# Just curious Guest to Member ratio on Current Active Users:



## SapphirePB (Jul 31, 2010)

[cut/paste]
What's Going On?
Currently Active Users: 59 (5 members and 54 guests)... me being one of the 5. What's up with that?


----------



## Carriana (May 13, 2008)

Lurkers maybe: banned members, or future trolls. *shrugs*

ETA: a small percentage could actually be future members who haven't made up their minds to join yet...


----------



## NinjaTurtle (Sep 30, 2010)

I must admit that I was one of the guest lurking around today, I had no idea they had something like this... But now I'm a member :] Ooh yeah! haha.


----------



## pitbullmamanatl (Jun 1, 2010)

NinjaTurtle said:


> I must admit that I was one of the guest lurking around today, I had no idea they had something like this... But now I'm a member :] Ooh yeah! haha.


Welcome to GP!


----------



## MY MIKADO (Apr 7, 2006)

I sometimes don't sign in so I show up as a guest.


----------



## pitbullmamanatl (Jun 1, 2010)

MY MIKADO said:


> I sometimes don't sign in so I show up as a guest.

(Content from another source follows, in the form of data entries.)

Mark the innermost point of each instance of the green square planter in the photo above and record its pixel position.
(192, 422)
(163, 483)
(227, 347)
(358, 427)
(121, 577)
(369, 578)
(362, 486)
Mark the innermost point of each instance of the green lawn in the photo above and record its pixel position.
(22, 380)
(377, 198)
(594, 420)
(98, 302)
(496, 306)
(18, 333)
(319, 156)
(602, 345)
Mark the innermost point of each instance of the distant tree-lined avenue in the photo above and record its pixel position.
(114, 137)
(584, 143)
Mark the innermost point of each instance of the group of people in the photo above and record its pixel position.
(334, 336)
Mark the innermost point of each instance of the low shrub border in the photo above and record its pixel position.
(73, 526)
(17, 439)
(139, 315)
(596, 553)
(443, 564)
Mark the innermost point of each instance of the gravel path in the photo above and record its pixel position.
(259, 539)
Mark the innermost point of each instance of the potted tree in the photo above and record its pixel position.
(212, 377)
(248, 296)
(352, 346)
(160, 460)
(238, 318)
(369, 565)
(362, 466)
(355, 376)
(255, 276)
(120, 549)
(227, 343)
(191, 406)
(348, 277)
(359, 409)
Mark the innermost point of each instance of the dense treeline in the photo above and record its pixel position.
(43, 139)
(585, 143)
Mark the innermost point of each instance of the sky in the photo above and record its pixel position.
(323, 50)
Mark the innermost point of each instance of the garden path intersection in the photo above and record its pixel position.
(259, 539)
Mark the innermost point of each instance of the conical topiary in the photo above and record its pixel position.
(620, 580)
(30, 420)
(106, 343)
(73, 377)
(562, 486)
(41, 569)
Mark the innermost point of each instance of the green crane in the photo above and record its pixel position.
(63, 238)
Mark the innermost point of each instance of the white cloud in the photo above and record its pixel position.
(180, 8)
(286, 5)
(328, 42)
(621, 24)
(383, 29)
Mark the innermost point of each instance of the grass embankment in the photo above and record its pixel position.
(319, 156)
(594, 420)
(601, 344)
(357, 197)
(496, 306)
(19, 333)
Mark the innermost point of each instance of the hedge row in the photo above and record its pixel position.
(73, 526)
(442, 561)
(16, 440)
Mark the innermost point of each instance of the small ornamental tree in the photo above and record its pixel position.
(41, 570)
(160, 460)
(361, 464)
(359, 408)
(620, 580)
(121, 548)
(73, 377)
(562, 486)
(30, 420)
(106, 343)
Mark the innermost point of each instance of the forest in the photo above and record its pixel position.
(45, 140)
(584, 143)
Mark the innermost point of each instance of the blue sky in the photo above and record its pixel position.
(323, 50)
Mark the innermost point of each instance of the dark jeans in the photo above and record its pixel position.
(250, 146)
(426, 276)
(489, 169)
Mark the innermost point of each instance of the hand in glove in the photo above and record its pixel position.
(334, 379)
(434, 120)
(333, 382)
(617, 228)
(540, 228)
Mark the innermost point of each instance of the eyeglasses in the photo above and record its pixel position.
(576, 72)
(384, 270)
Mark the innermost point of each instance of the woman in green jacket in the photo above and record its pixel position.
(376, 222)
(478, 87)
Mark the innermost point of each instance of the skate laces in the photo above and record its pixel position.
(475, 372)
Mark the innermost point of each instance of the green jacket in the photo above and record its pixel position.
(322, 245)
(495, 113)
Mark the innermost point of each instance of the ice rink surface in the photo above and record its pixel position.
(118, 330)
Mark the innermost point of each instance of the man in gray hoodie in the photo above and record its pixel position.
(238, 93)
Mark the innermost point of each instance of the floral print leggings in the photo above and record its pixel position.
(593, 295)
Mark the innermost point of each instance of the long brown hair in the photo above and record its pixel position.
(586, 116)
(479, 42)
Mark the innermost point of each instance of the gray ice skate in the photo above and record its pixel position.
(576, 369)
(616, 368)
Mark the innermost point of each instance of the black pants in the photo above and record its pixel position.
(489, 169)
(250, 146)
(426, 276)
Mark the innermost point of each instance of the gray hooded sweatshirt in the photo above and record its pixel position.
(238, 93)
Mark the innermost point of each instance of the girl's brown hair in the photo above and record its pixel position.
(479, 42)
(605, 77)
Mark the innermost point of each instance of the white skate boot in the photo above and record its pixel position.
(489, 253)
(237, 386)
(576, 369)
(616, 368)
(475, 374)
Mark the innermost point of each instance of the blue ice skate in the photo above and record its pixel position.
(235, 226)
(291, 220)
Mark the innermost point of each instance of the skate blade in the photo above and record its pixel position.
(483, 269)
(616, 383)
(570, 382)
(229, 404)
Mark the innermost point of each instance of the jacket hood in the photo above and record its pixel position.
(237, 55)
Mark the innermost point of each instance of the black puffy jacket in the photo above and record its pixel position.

On purpose to be ninja stealth like or you just forget to log in? lol :roll:

Actually, I don't think I have ever logged out of here. I logged in when I first signed up and that was that. I guess it just keeps me logged in 24/7.


----------



## william williamson (Feb 26, 2006)

the site survives on numbers for advertising,or at least the fishing one I've been going to since I got A computer does.so I give credence/respect to them all.
they asked that I log in for every visit,so I just do the "remember me" whenever the option is available.any time I click GP,I'm on-line to the site as A registered member.


----------



## MY MIKADO (Apr 7, 2006)

I like to be a shadow. I can see things that are going on without all of you knowing that I'm looking.


----------



## ThaLadyPit (Oct 12, 2008)

I'm guilty of being a guest sometimes, and I've referred several people here, and I know that until they're 100% sure they want to join, they view the site as guests as well. Yeah, stealth mode is awesome! Wish it worked on here like it does on Yahoo Messenger, lol.


----------



## SapphirePB (Jul 31, 2010)

All good points - I was just curious. thx

On another vBulletin site I use to frequent, it only let you view certain categories unless you were signed on, so the guest to members logged on was totally backwards from GPB. I mean there was a lot of activity and participation.

So for the lurkers reading this: take the plunge and become a member today!


----------



## ThaLadyPit (Oct 12, 2008)

Well, when you view as a guest, there are certain things that are unavailable to you, depending on your status here, i.e., Sharon and I are mods, but if we view as a guest, we have no access to VIP or Mod areas. Lauren and William are VIP, but if they view as a guest, they can't see VIP, just the general areas. Hope that helps to clear things up for you a bit.


----------